10.2.  Ahora, para materializar esa intervención judicial, la Ley 906  de 2004 -norma  procesal por la que surte el trámite objeto de tutela-,  establece en su título IV, el régimen de la libertad y  su restricción, y en el Capítulo II desarrolla la  noción de la captura, así:  

El  artículo 297 de la Ley 906 de 2004:  

“Para  la captura se requerirá orden escrita proferida por un juez de  control de garantías con las formalidades legales y por  motivos razonablemente fundados, de acuerdo con el artículo  221, para inferir que aquél contra quien se pide librarla es  autor o partícipe del delito que se investiga, según  petición hecha por el respectivo fiscal.”  

A  continuación, el artículo 298, modificado por la Ley  1453 de 2011, regula el contenido y vigencia de la orden, de la  siguiente forma:  

“El  mandamiento escrito expedido por el juez correspondiente indicará  de forma clara y sucinta los motivos de la captura, el nombre y los  datos que permitan individualizar al indiciado o imputado, cuya  captura se ordena, el delito que provisionalmente se señale,  la fecha de los hechos y el fiscal que dirige la investigación.  

La  orden de captura tendrá una vigencia máxima de un (1)  año, pero podrá prorrogarse tantas veces como resulte  necesario, a petición del fiscal correspondiente,  quien estará obligado a comunicar la prórroga al  organismo de policía encargado de hacerla efectiva (…)  
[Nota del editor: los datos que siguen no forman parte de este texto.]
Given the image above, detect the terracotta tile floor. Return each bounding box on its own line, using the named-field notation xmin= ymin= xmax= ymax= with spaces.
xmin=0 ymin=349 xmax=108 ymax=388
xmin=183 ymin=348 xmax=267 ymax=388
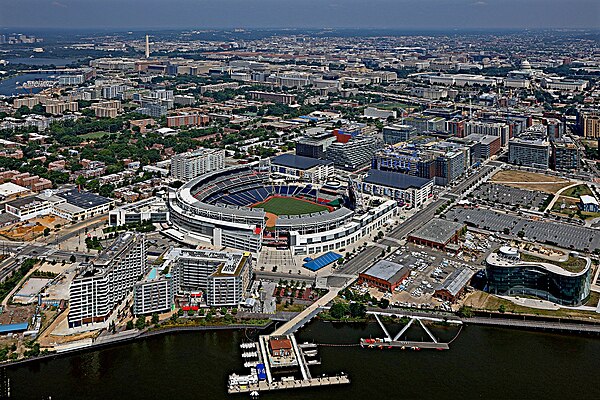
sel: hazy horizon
[0,0,600,30]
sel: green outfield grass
[252,197,328,215]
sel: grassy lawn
[491,170,571,194]
[521,253,586,272]
[252,197,328,215]
[561,185,592,198]
[77,131,115,139]
[465,291,600,320]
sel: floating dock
[227,334,350,394]
[227,375,350,394]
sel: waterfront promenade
[463,317,600,334]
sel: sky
[0,0,600,30]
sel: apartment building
[171,148,225,181]
[68,232,147,328]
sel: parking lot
[446,207,600,251]
[472,182,551,210]
[359,239,494,310]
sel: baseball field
[252,197,329,215]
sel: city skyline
[0,0,600,30]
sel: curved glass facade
[486,263,591,306]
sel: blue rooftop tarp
[0,322,29,334]
[303,251,342,271]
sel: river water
[7,321,600,400]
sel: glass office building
[486,249,591,306]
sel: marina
[227,334,350,394]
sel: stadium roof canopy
[271,154,332,170]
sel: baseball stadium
[169,164,396,255]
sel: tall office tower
[68,232,147,328]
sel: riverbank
[0,321,273,367]
[6,321,600,400]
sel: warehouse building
[408,218,466,250]
[358,260,410,292]
[433,268,475,303]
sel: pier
[360,312,462,350]
[228,375,350,394]
[227,335,350,394]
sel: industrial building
[408,218,466,250]
[358,260,410,292]
[433,267,475,303]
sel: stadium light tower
[146,35,150,58]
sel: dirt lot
[491,170,571,194]
[0,305,35,325]
[0,215,68,240]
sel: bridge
[360,311,462,350]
Finalmente,  el artículo 299, modificado por el artículo 20 de la  Ley 1142 de 2007, indica que “proferida  la orden de captura, el juez de control de garantías o el de  conocimiento, desde el momento en que emita el sentido del fallo o  profiera formalmente la sentencia condenatoria, la enviará  inmediatamente a la Fiscalía General de la Nación para  que disponga el o los organismos de policía judicial  encargados de realizar la aprehensión física, y se  registre en el sistema de información que se lleve para el  efecto.”  
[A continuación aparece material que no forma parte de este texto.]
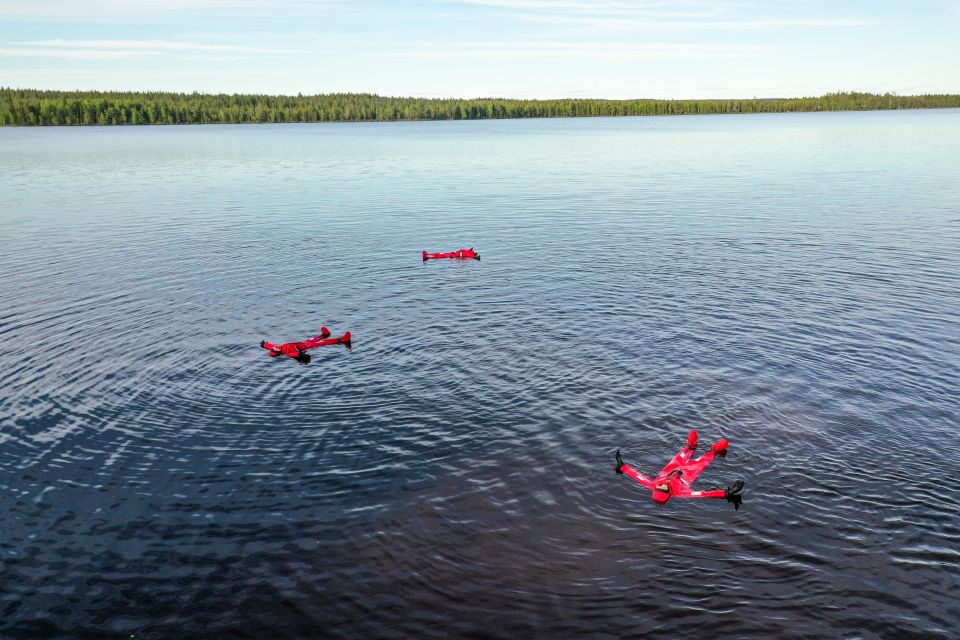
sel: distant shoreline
[0,88,960,126]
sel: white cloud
[367,42,769,60]
[11,39,300,54]
[0,48,162,60]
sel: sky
[0,0,960,98]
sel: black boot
[723,480,743,509]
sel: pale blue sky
[0,0,960,98]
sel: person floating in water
[260,327,351,364]
[423,247,480,262]
[614,431,743,509]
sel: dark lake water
[0,110,960,640]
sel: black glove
[723,480,743,509]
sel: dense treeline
[0,88,960,125]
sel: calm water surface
[0,111,960,639]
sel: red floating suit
[423,247,480,262]
[615,431,743,509]
[260,327,350,363]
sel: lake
[0,110,960,640]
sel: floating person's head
[650,482,670,506]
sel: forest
[0,88,960,126]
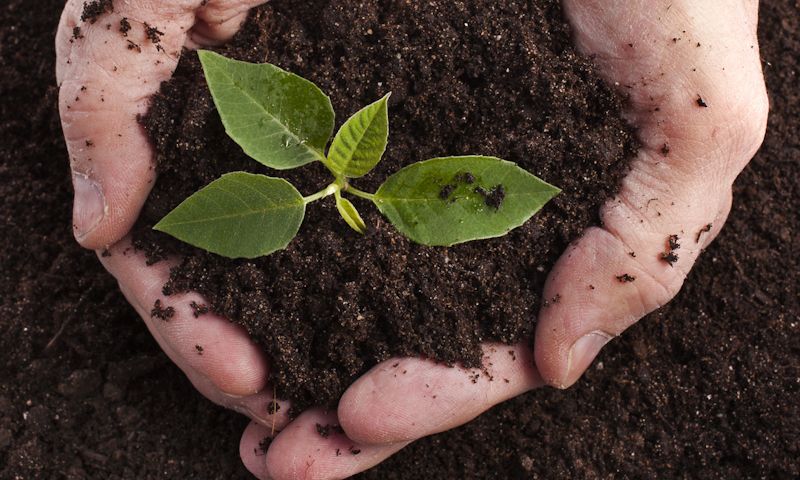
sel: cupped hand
[241,0,768,480]
[56,0,287,438]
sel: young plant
[154,51,560,258]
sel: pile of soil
[134,0,636,411]
[0,0,800,480]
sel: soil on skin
[135,0,636,411]
[0,0,800,480]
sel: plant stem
[342,184,375,202]
[303,183,341,205]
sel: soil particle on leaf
[453,172,475,185]
[475,185,506,210]
[150,299,175,322]
[439,183,456,201]
[81,0,114,23]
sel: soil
[134,0,636,411]
[0,0,800,480]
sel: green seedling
[154,51,560,258]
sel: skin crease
[56,0,768,480]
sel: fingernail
[560,330,614,388]
[72,172,108,242]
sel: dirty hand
[236,0,768,480]
[56,0,288,440]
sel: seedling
[154,51,560,258]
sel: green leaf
[199,50,334,170]
[328,93,391,178]
[153,172,306,258]
[375,156,560,246]
[336,192,367,234]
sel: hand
[242,0,768,480]
[56,0,286,436]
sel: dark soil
[135,0,636,411]
[0,0,800,480]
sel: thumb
[56,0,263,249]
[534,0,768,388]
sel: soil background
[0,0,800,479]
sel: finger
[190,0,265,45]
[239,422,275,480]
[338,344,542,445]
[56,0,194,248]
[56,0,263,249]
[100,236,269,397]
[264,409,406,480]
[534,1,767,388]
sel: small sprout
[153,52,560,258]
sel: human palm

De lo que se advierte que, el Juez de Control de Garantías,  dentro de los roles que establece el sistema procesal implementado en  la Ley 906 de 2004 y en acatamiento del principio de reserva  judicial15,  es el convocado a disponer órdenes de captura, bajo la  condición de encontrar satisfechos los presupuestos  establecidos en el artículo 297 de la codificación en  cita que, se repiten, deben existir “…  motivos razonablemente fundados, de acuerdo con el artículo  221”, de  los cuales se pueda  “inferir  que aquél contra quien se pide librarla es autor o partícipe  del delito que se investiga».  
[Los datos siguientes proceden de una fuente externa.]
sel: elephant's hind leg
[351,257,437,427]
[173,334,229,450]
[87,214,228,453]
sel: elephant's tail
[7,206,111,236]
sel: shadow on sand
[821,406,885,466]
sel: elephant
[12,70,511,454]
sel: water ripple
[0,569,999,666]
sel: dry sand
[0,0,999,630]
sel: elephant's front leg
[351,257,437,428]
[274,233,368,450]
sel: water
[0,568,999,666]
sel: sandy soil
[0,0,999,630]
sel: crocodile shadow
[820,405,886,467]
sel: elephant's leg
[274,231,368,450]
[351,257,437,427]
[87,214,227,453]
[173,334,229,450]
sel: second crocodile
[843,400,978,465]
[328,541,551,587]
Orden  que se dispone a iniciativa de la Fiscalía, y que se resuelve  en una audiencia de carácter reservado.  

10.3.  Ahora, por su parte el Capítulo III del citado título  IV, regula lo atinente con las medidas de aseguramiento. En el  artículo 308, se prevén los requisitos para su  imposición y el canon 313, las condiciones de procedencia de  la detención preventiva en establecimiento carcelario, misma  que fuera impuesta al actor.  

En  su tenor literal, el artículo 308, dice:  

“ARTÍCULO  308. REQUISITOS. El juez de control de garantías, a petición  del Fiscal General de la Nación o de su delegado, decretará  la medida de aseguramiento cuando de los elementos materiales  probatorios y evidencia física recogidos y asegurados o de la  información obtenidos legalmente, se pueda inferir  razonablemente que el imputado puede ser autor o partícipe de  la conducta delictiva que se investiga, siempre y cuando se cumpla  alguno de los siguientes requisitos:  

1.  Que la medida de aseguramiento se muestre como necesaria para evitar  que el imputado obstruya el debido ejercicio de la justicia.  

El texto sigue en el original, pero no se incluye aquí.